DEVELOPMENT AND VALIDATION OF A FLASH BOILING MODEL FOR SINGLE-COMPONENT FUEL DROPLETS

Abstract

In a series of flash boiling submodels in the present work, droplet external surface flashing, bubble internal vaporization, and droplet breakup outcome submodels are proposed and adopted. In the droplet external surface flashing submodel, an analytical solution to the transient temperature distribution of the inside of a flash boiling droplet has been derived, and the external surface fuel flashing rate can be determined from the thermal conduction energy flux from the inside of the droplet as well as the thermal convection energy flux at the interface between the droplet surface and the surrounding gas. In the bubble internal vaporization submodel, both aerodynamic pressure difference driven bubble growth and heat transfer between the liquid and vapor bubble are considered. The Rayleigh–Plesset equation is used for the aerodynamic force to control the growth rate of a cavitation bubble. In the droplet breakup outcome submodel, the sizes and velocities of resulting droplets are derived, and the disruption energy has been analytically derived. Using the present flash boiling model, the flash boiling of a single-component single droplet was simulated, showing qualitatively correct droplet-bubble related parameters.

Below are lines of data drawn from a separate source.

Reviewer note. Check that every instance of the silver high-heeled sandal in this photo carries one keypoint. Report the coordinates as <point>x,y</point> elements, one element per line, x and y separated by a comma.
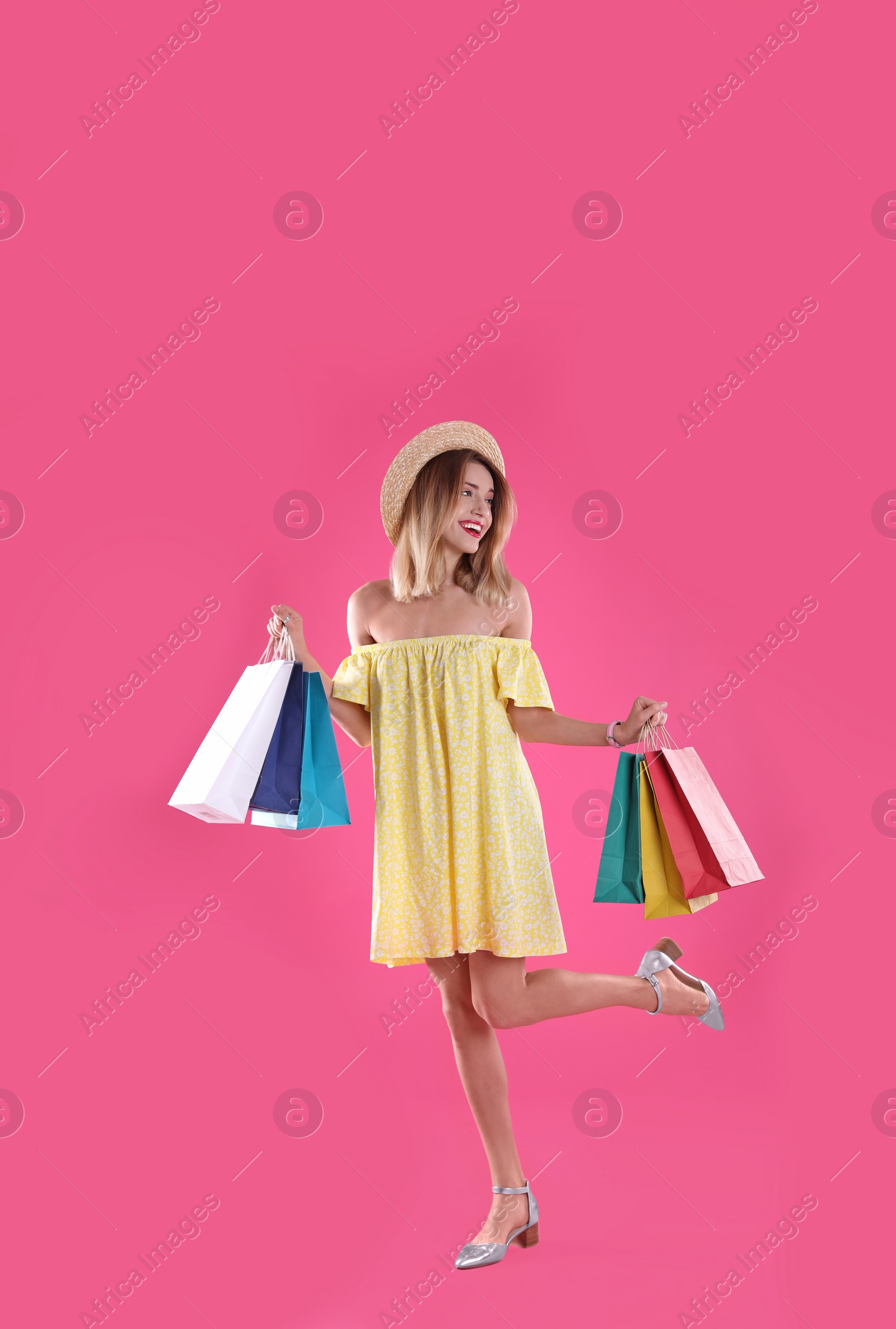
<point>663,958</point>
<point>474,1255</point>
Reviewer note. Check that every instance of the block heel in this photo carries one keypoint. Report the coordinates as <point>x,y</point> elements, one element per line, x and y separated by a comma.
<point>478,1253</point>
<point>664,956</point>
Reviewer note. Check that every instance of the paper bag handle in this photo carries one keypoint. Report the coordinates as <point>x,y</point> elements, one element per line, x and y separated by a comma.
<point>279,648</point>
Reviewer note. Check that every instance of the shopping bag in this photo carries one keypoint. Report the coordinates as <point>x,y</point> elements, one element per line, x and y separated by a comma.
<point>619,875</point>
<point>279,788</point>
<point>664,894</point>
<point>709,812</point>
<point>323,790</point>
<point>222,777</point>
<point>694,859</point>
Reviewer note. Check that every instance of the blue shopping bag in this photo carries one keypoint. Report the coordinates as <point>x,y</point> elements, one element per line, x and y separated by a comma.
<point>279,787</point>
<point>619,876</point>
<point>323,790</point>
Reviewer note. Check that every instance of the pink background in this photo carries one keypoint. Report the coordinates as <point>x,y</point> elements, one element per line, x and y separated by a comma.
<point>468,204</point>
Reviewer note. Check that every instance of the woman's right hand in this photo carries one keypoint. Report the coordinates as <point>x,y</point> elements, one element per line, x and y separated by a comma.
<point>294,624</point>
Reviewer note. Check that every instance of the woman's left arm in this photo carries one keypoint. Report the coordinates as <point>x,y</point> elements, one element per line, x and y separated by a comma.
<point>539,724</point>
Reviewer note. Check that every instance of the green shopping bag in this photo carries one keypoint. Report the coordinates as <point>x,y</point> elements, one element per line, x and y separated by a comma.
<point>619,876</point>
<point>323,790</point>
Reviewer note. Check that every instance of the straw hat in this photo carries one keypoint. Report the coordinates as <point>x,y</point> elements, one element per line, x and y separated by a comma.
<point>417,452</point>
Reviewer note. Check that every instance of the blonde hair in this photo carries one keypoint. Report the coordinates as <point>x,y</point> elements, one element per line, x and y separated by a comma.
<point>418,563</point>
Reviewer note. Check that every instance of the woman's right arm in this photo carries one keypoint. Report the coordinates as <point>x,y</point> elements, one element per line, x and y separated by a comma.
<point>351,717</point>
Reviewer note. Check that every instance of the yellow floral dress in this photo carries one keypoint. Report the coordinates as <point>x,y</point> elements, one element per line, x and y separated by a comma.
<point>460,860</point>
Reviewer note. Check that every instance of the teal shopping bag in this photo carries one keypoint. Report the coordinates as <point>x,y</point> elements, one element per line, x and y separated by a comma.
<point>323,790</point>
<point>619,876</point>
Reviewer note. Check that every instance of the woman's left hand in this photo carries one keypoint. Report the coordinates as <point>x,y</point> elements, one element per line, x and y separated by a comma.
<point>644,712</point>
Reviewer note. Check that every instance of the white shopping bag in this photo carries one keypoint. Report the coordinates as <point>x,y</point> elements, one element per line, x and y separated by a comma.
<point>222,777</point>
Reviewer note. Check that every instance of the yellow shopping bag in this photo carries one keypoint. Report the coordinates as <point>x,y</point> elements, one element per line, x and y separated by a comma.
<point>664,892</point>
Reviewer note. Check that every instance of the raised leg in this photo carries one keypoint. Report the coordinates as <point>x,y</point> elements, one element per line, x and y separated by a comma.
<point>507,997</point>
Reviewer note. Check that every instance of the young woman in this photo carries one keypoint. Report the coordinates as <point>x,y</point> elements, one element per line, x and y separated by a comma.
<point>442,681</point>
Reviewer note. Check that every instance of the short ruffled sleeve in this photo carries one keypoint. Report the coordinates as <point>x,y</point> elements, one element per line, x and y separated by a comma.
<point>352,680</point>
<point>521,677</point>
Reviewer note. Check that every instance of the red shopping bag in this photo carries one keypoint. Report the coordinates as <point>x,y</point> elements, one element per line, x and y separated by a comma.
<point>709,814</point>
<point>699,867</point>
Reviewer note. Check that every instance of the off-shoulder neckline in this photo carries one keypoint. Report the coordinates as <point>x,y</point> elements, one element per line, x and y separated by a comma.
<point>446,637</point>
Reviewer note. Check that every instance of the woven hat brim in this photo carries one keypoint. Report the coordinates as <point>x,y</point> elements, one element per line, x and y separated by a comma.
<point>429,443</point>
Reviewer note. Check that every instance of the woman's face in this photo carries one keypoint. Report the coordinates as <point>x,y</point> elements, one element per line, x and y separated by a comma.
<point>473,513</point>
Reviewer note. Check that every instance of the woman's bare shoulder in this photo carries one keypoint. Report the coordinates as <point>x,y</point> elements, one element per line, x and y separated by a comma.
<point>363,605</point>
<point>520,617</point>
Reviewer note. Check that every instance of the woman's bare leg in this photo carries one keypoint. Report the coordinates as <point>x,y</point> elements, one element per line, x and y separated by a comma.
<point>482,993</point>
<point>507,997</point>
<point>485,1082</point>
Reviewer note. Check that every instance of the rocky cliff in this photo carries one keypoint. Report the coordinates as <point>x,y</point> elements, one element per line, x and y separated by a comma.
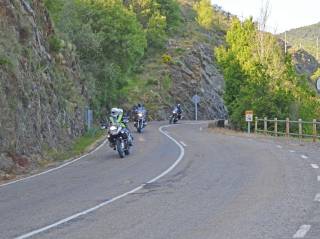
<point>197,73</point>
<point>41,96</point>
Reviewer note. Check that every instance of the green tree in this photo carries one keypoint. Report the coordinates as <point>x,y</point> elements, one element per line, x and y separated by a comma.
<point>156,31</point>
<point>110,43</point>
<point>205,13</point>
<point>259,77</point>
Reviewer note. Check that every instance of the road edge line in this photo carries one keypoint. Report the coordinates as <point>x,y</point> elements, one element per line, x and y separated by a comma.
<point>92,209</point>
<point>55,168</point>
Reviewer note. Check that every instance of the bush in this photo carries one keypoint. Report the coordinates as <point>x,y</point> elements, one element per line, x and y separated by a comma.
<point>166,59</point>
<point>55,44</point>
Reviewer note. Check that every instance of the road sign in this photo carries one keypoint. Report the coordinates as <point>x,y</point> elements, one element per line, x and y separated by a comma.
<point>318,84</point>
<point>249,119</point>
<point>249,115</point>
<point>196,99</point>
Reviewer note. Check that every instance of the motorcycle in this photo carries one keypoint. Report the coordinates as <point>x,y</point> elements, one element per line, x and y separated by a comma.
<point>173,119</point>
<point>140,120</point>
<point>120,139</point>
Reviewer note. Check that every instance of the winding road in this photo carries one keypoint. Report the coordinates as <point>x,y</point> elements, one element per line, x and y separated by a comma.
<point>180,182</point>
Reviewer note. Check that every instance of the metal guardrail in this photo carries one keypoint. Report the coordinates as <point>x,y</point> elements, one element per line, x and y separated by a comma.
<point>296,128</point>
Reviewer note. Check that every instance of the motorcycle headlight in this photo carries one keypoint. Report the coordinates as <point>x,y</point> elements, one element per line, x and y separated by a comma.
<point>113,129</point>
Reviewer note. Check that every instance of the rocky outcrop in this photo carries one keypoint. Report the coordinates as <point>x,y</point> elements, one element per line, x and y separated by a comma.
<point>196,73</point>
<point>41,97</point>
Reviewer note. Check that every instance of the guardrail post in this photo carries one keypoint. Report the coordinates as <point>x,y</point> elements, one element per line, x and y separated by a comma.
<point>265,123</point>
<point>256,125</point>
<point>314,130</point>
<point>287,127</point>
<point>300,129</point>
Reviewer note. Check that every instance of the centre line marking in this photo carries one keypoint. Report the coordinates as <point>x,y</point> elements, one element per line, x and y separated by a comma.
<point>302,232</point>
<point>317,197</point>
<point>184,145</point>
<point>109,201</point>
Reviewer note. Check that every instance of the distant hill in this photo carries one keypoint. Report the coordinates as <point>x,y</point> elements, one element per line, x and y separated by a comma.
<point>304,37</point>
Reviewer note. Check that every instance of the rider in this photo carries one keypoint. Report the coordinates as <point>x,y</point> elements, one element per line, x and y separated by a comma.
<point>140,108</point>
<point>179,110</point>
<point>117,117</point>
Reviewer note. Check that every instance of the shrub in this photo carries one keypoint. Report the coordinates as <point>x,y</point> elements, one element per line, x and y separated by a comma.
<point>55,44</point>
<point>166,59</point>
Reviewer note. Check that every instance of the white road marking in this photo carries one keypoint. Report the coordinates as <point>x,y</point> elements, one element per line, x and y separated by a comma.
<point>54,169</point>
<point>317,197</point>
<point>302,232</point>
<point>92,209</point>
<point>184,145</point>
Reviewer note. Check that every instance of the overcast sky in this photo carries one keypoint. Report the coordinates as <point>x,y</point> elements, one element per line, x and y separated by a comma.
<point>284,14</point>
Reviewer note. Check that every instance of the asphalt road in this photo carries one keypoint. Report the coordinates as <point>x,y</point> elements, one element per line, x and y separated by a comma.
<point>211,186</point>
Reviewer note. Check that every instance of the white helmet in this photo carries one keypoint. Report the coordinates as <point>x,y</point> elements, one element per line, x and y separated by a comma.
<point>114,112</point>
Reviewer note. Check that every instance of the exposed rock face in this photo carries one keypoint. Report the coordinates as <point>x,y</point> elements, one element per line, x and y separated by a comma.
<point>197,73</point>
<point>41,102</point>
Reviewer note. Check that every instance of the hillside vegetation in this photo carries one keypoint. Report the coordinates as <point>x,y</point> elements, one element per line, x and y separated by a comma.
<point>260,77</point>
<point>304,37</point>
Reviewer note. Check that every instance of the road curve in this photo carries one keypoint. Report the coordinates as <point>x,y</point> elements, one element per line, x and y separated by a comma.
<point>224,187</point>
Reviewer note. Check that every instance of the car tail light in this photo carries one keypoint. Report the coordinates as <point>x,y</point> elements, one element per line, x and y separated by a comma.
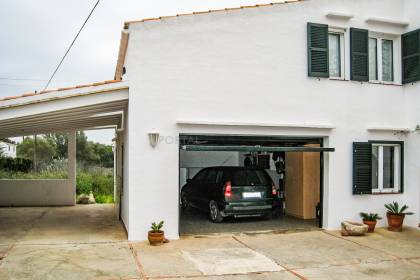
<point>228,189</point>
<point>273,189</point>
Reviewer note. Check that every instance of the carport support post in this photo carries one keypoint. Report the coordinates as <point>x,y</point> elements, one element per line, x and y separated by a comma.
<point>71,151</point>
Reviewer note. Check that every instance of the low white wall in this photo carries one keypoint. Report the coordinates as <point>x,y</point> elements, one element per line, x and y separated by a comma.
<point>36,193</point>
<point>43,192</point>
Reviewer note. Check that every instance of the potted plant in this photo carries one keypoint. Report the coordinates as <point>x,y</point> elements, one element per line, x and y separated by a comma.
<point>396,215</point>
<point>370,220</point>
<point>156,235</point>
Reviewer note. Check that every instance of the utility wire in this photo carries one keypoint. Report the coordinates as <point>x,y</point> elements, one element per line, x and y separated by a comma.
<point>71,45</point>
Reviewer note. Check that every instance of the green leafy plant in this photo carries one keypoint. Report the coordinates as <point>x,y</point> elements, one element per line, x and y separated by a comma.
<point>370,216</point>
<point>157,227</point>
<point>394,208</point>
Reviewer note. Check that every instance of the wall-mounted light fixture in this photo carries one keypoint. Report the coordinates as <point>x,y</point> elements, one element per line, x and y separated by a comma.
<point>153,138</point>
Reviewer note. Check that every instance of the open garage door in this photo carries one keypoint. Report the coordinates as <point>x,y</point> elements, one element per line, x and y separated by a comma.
<point>293,166</point>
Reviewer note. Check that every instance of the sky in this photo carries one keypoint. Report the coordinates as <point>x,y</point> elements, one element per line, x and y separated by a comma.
<point>36,33</point>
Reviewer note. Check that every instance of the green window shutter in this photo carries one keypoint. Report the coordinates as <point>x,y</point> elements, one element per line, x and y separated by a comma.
<point>359,54</point>
<point>362,168</point>
<point>410,49</point>
<point>318,50</point>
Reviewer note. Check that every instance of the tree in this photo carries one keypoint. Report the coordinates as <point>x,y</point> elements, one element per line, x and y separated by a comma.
<point>60,141</point>
<point>87,152</point>
<point>45,150</point>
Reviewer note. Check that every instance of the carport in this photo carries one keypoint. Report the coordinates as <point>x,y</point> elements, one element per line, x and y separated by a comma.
<point>92,106</point>
<point>199,150</point>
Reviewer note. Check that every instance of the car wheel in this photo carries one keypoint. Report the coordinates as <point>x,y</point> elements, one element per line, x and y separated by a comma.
<point>215,215</point>
<point>184,202</point>
<point>267,216</point>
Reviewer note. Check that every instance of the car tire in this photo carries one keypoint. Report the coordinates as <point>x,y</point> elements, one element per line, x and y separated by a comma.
<point>184,202</point>
<point>214,212</point>
<point>267,216</point>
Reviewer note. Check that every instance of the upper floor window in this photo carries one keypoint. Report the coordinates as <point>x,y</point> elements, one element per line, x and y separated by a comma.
<point>372,56</point>
<point>381,59</point>
<point>386,170</point>
<point>336,54</point>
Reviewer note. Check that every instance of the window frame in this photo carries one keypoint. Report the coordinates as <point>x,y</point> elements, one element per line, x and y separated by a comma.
<point>379,58</point>
<point>341,33</point>
<point>376,55</point>
<point>398,167</point>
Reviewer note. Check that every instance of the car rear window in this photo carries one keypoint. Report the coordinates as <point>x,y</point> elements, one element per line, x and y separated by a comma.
<point>250,178</point>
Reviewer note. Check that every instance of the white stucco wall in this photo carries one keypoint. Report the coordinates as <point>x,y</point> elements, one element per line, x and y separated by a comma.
<point>250,65</point>
<point>125,198</point>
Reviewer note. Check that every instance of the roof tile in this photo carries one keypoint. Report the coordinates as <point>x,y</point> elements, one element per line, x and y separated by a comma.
<point>59,89</point>
<point>127,23</point>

The simulated bubble growth in a water droplet has been well validated with available experimental data. A single-hole flash boiling iso-octane spray was simulated using different approaches. Comparison results show that the present flash boiling model has a much better capability to capture the flash boiling characteristics than a normal evaporation model. Another single-hole flash boiling iso-octane spray was simulated and compared with experimental data, showing that both the spray shape and the penetration match the experimental data very well. Finally, the present model was successfully applied in capturing the flash boiling phenomenon in a practical gasoline engine.